The EU AI Act is the world's first comprehensive legal framework for artificial intelligence. It introduces binding requirements for AI systems across risk tiers — and for companies building or deploying AI in the European market, understanding where your system sits in that taxonomy and what security obligations flow from it is no longer optional.
The Four Risk Tiers
Unacceptable Risk (Prohibited)
AI systems that pose clear threats to fundamental rights or safety are prohibited outright. This includes social scoring systems, real-time biometric surveillance in public spaces (with narrow law enforcement exceptions), and AI systems that exploit psychological vulnerabilities to manipulate behaviour.
High Risk
The most heavily regulated tier. High-risk AI systems are those used in: critical infrastructure, educational assessment, employment decisions, essential services (credit scoring, insurance), law enforcement, migration management, and administration of justice. AI systems that are safety components of products already subject to EU safety legislation (medical devices, vehicles, industrial machinery) are also classified as high risk.
If your AI product operates in any of these domains or is integrated into products in these domains, you are almost certainly in the high-risk tier.
Limited Risk
AI systems with specific transparency obligations — primarily chatbots and deepfake generators that must disclose their AI nature to users.
Minimal Risk
All other AI systems, including most consumer applications, AI-enabled spam filters, and AI in video games. No mandatory requirements, though voluntary compliance with codes of practice is encouraged.
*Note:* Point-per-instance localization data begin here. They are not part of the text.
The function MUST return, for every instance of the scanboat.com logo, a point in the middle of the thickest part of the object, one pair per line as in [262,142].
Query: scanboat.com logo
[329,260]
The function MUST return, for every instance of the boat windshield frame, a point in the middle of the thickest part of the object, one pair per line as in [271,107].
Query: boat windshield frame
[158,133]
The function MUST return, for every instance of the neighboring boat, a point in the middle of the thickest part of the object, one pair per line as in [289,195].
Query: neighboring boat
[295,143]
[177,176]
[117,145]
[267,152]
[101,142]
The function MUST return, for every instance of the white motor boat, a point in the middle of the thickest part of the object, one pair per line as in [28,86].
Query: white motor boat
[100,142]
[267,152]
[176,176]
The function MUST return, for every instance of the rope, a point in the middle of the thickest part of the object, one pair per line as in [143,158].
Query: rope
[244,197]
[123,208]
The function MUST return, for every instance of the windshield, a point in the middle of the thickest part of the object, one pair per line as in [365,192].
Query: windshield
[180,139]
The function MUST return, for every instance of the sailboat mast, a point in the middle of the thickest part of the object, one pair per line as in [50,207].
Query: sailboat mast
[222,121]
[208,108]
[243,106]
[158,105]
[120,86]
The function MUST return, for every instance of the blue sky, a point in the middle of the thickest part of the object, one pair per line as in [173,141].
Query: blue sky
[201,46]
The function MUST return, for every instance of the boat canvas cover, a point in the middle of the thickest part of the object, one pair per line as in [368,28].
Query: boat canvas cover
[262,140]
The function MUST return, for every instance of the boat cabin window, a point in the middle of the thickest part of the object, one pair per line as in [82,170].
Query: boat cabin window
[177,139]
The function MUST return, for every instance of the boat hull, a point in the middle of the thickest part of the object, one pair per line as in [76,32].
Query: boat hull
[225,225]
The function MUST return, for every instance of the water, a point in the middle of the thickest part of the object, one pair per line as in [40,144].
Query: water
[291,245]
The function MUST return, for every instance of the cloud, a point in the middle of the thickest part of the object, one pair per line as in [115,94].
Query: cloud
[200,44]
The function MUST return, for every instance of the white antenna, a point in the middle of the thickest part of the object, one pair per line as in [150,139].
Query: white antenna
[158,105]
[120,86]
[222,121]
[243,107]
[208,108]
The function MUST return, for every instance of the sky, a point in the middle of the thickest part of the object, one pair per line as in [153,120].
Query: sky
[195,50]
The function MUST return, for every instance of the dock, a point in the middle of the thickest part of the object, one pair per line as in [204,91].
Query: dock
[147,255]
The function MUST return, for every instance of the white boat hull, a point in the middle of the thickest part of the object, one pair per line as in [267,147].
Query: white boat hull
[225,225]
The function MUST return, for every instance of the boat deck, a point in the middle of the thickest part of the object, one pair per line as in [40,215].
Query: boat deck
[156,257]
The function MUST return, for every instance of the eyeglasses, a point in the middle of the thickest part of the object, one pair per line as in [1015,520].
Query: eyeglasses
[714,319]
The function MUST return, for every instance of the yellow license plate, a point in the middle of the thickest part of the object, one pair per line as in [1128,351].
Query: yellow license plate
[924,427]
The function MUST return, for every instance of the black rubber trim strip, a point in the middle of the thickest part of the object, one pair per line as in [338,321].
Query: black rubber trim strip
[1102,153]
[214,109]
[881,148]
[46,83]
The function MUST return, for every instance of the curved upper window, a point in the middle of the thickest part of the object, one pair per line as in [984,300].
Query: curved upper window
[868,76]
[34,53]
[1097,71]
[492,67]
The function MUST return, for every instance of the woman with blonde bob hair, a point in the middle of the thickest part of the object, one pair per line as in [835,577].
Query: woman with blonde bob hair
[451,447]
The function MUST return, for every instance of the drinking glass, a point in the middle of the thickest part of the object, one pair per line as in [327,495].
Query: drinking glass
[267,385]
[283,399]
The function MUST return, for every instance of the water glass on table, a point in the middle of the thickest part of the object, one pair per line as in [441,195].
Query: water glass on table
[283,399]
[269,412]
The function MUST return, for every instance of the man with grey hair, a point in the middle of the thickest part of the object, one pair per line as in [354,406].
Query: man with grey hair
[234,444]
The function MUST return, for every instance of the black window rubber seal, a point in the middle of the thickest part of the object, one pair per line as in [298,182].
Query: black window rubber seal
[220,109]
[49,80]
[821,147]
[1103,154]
Security Requirements for High-Risk AI Systems
Article 9 of the EU AI Act requires providers of high-risk AI systems to implement a risk management system that includes:
- Identification and analysis of known and foreseeable risks associated with the AI system.
- Estimation and evaluation of risks that may emerge when the system is used in accordance with its intended purpose and under conditions of reasonably foreseeable misuse.
- Evaluation of risks in light of data gathered from post-market monitoring.
- Adoption of appropriate risk management measures.
Article 15 requires high-risk AI systems to achieve appropriate levels of accuracy, robustness, and cybersecurity. Specifically:
- Systems must be resilient against attempts to alter their use or performance by third parties (adversarial attacks).
- Technical solutions must address AI-specific attacks including data poisoning, model poisoning, adversarial examples, and model extraction attacks.
- Systems must have appropriate backup plans and failover mechanisms.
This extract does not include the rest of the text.